Even if your entire company can’t commit to a “no interruptions” day, you can still explore setting it for specific roles at your company.
Yes, you read that correctly. Rather than responding to email throughout the day, consider scheduling a few times a day to read and respond to your emails. Again, this depends on your role; for some roles, this practice would not be workable.
If you want to try this out:
- Add blocks to your calendar to review your email.
- Turn off your email notifications.
- Communicate your availability to your colleagues.
When it is your time to check email, it’s important you act, rather than leaving things in your inbox.
Delete: Trash messages you don’t need to take action on.

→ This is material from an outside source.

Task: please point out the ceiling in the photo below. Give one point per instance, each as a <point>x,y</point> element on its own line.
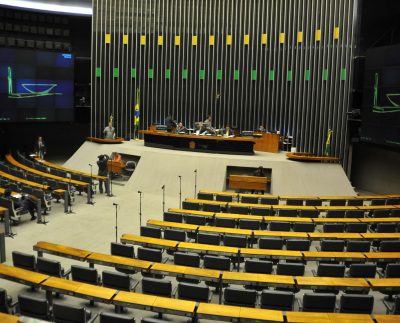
<point>73,7</point>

Unsubscribe: Get off mailing lists you don’t want to follow.
Act: Do the task now, if you can do it in just a few minutes.
Respond: Answer now, if you can do it quickly.
Transfer: Forward the message to someone you delegate to handle it.
Economize: Be brief and clear—save time for everyone!
By putting your calendar and email to work for you, you’re positioning yourself to be more productive.
So you just learned how to transform your work practices, manage your time, and use your calendar and email more effectively. Now you can put these practices to work to promote your personal productivity during this time of crisis, and beyond. Stay safe and be well.